Arizona's women's basketball team went viral on Friday night, and not just because it knocked UConn out of the NCAA tournament.

Head coach Adia Barnes used her middle finger and an expletive in a postgame huddle while celebrating the program's Final Four win, and the intimate moment was caught by cameras. During the postgame press conference, she confirmed her actions, but Saturday, she said she won't apologize for her reaction.

"I honestly had a moment with my team, and I thought it was a more intimate huddle," she said. "I said to my team something that I truly felt and I know they felt, and it just appeared different on TV, but I'm not apologizing for it because I don't feel like I need to apologize. It's what I felt with my team at the moment. I wouldn't take it back. We've gone to war together. We believe in each other. So I'm in those moments, and that's how I am, so I don't apologize for doing that. I'm just me, and I have to just be me."
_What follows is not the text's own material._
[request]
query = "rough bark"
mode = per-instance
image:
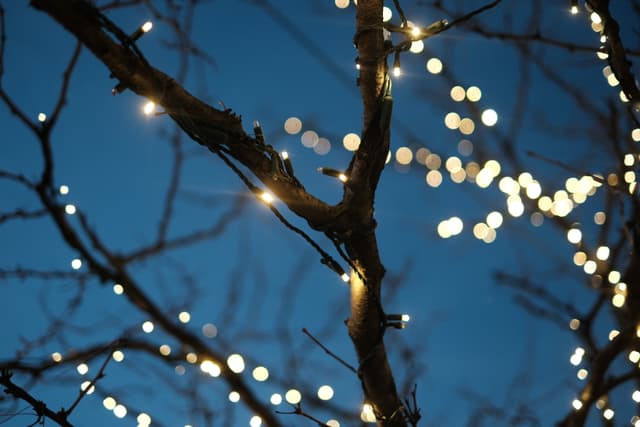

Barnes and her players have said they've felt disrespected throughout the tournament, like how they were omitted from the NCAA's Final Four hype video

"After going round by round, winning more, getting more love and then thinking that we finally got some respect, and obviously the video, other stuff that happened, it kind of was like a dagger," Arizona forward Sam Thomas said. "So I think now we're just, we're in it for ourselves. If people want to support us, we love it. If people want to hate us, I mean, we're in the national championship, so what more can you say?"

The Wildcats upset UConn, 69–59, to advance to the women's national championship game. They led by as many as 14 in the third quarter, giving UConn its largest deficit of the season.

Prior to this run, Arizona had never before been to a Final Four. It will now play Stanford on Sunday in the first-ever all Pac-12 national championship game in NCAA history, men's and women's.